Análise de proposta de Zema para abater dívida com o governo federal deverá acontecer em reunião extraordinária da comissão
O Palácio das Artes
Palácio das Artes está na lista de imóveis mineiros que podem ser repassados à União. Foto: Rafael Cobucci/Imprensa MG

Marcada para esta terça-feira (3), tradicional sessão ordinária semanal da Comissão de Constituição e Justiça (CCJ), que costuma abrir a semana parlamentar da Assembleia Legislativa de Minas Gerais (ALMG), não tratará do projeto que autoriza o repasse de imóveis do estado à União como forma de abater uma dívida superior a R$ 162 bilhões. Pelo que O Fator apurou, se a proposta for analisada pela CCJ nesta terça, isso acontecerá em reunião extraordinária, já durante a tarde.

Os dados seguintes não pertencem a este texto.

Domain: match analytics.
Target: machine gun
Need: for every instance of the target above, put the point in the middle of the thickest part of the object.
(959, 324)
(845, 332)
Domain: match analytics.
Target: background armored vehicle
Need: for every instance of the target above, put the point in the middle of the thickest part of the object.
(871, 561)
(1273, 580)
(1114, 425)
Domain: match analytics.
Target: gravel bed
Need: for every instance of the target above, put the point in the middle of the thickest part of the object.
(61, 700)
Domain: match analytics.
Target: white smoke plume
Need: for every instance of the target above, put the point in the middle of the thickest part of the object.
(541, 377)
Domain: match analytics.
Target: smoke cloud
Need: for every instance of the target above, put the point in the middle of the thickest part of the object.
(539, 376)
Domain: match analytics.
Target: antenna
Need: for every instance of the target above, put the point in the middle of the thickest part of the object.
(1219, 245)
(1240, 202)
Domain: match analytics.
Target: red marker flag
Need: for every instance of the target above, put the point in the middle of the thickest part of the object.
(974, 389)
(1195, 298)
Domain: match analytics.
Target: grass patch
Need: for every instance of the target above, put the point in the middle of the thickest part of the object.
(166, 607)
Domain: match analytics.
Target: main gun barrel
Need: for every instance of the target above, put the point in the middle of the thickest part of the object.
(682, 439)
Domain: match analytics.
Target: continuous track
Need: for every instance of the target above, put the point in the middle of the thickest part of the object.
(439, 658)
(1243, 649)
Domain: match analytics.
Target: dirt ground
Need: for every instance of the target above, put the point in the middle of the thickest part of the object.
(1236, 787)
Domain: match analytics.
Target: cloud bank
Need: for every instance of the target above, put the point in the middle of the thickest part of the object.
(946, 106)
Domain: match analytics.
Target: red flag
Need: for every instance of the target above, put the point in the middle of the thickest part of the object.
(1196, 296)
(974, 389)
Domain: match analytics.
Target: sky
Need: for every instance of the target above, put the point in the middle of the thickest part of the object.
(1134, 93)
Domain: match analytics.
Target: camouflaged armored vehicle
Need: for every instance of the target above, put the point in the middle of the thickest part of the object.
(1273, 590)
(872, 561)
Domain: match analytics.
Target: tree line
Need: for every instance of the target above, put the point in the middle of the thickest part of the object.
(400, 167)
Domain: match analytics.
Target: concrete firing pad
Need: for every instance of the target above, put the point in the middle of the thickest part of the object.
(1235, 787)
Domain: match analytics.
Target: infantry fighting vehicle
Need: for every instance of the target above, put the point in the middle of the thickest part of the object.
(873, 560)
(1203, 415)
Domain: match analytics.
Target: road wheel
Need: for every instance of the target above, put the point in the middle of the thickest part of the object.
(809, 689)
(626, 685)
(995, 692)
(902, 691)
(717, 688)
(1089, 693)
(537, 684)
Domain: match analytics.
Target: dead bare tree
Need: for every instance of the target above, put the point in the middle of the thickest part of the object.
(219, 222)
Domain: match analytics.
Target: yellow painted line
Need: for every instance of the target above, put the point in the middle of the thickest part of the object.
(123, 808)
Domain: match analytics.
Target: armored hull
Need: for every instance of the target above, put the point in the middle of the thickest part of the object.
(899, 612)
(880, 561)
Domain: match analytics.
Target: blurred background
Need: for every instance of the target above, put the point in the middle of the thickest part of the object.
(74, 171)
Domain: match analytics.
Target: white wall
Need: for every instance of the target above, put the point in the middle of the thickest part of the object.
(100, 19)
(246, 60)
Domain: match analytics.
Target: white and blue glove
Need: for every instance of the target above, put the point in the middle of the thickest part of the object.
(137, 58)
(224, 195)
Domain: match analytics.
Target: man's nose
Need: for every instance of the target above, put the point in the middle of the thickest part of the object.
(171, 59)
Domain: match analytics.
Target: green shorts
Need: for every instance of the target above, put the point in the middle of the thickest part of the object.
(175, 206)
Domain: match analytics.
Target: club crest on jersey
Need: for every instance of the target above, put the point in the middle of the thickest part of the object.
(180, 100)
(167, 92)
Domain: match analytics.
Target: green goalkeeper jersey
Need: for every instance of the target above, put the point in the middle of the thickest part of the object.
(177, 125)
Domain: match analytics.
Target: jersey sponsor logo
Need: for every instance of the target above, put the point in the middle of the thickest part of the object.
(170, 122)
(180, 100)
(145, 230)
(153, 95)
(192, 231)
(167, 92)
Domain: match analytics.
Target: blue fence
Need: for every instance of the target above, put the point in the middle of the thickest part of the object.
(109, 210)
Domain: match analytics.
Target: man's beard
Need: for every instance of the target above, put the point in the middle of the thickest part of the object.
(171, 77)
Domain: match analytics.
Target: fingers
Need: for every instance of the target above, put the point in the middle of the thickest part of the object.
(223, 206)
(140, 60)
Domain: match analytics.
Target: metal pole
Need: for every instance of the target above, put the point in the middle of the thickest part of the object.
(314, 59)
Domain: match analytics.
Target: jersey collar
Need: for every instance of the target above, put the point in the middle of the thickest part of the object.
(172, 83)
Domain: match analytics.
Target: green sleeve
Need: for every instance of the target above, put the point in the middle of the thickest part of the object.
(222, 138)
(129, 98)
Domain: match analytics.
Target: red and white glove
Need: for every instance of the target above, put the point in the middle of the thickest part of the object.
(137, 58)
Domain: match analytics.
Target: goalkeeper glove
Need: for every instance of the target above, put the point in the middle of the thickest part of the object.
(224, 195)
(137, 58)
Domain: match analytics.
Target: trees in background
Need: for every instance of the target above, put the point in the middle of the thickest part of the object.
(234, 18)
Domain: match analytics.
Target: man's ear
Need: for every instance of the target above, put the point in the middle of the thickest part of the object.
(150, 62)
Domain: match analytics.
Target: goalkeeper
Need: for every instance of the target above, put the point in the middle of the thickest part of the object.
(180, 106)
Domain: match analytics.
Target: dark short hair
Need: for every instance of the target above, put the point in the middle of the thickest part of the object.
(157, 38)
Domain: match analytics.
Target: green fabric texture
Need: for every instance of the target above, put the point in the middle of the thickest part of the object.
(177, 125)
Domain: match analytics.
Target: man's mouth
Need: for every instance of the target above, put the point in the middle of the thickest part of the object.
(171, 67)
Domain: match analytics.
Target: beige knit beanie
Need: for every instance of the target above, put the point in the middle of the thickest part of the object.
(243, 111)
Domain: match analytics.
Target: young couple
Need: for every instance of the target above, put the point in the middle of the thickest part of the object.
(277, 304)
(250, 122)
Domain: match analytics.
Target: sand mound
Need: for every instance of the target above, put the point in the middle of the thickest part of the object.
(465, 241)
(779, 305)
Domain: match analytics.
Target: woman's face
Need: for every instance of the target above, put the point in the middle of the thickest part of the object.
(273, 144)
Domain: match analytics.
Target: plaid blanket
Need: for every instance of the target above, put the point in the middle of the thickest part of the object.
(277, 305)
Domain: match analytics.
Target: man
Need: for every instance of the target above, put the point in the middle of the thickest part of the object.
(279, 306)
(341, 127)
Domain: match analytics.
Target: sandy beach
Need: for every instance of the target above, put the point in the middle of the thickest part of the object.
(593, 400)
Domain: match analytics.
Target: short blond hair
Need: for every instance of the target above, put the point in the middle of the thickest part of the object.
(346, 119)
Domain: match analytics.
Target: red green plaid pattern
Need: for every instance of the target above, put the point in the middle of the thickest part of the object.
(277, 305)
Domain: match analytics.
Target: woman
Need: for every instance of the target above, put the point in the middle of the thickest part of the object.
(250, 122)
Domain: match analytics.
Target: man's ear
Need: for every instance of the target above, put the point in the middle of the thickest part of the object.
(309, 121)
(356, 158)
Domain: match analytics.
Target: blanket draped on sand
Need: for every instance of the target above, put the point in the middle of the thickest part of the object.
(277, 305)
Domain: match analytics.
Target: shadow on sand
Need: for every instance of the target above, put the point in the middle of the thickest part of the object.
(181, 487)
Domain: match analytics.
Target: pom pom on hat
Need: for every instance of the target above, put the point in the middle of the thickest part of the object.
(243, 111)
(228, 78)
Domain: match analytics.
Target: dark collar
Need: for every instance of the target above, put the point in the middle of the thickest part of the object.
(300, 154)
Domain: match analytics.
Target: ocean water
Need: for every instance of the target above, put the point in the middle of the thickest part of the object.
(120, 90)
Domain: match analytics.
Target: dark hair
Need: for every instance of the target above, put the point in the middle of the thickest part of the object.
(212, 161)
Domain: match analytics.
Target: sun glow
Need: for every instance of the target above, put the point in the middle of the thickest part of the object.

A votação não ocorrerá na sessão ordinária, que ocorre durante as manhãs, porque a reitora da Universidade do Estado de Minas Gerais (Uemg), Lavínia Rosa Rodrigues, solicitou uma audiência com o presidente da CCJ, Doorgal Andrada (PRD). O parlamentar é o relator da proposta que autoriza a cessão das imóveis ao governo federal, enquanto a Uemg, além de ter edificações na lista de bens que pode ser envolvida na negociação com a União, tem a federalização cogitada como outra ponte para a amortização do débito.

Como a reportagem vem mostrando ao longo dos últimos dias, a equipe do governador Romeu Zema (Novo) preparou uma relação com 343 imóveis que podem ser utilizados para diminuir a dívida com a União. A transferência dos bens ocorreria no âmbito do Programa de Pleno Pagamento das Dívidas dos Estados (Propag), cujo texto-base foi aprovado na semana passada pela Assembleia.

A lista de imóveis tem ativos como a Cidade Administrativa, o Hospital Risoleta Neves, o Palácio das Artes e o colégio Estadual Central, todos em Belo Horizonte.

Na última reunião da CCJ, Doorgal Andrada apresentou parecer favorável à aprovação do projeto que trata do repasse dos empreendimentos, mas os dividiu em três categorias:

  • Edificações de propriedade do estado (143);
  • Edificações de propriedade de autarquias (129);
  • Edificações de propriedade de empresas públicas e de sociedades de economia mista (73).

O relatório diz que, para que possam ser envolvidos nas negociações com a União, os imóveis pertencentes a autarquias ou a empresas públicas precisam ser doados ao patrimônio do estado. Aí, então, os ativos estarão aptos a compor as tratativas com o Ministério da Fazenda. 

No texto, Doorgal ainda sublinha a necessidade de que a lei sobre a transferência dos imóveis deixe claro que, mesmo em caso de negociação direta dos bens com a iniciativa privada, os recursos serão exclusivamente destinados ao pagamento do débito com o governo federal.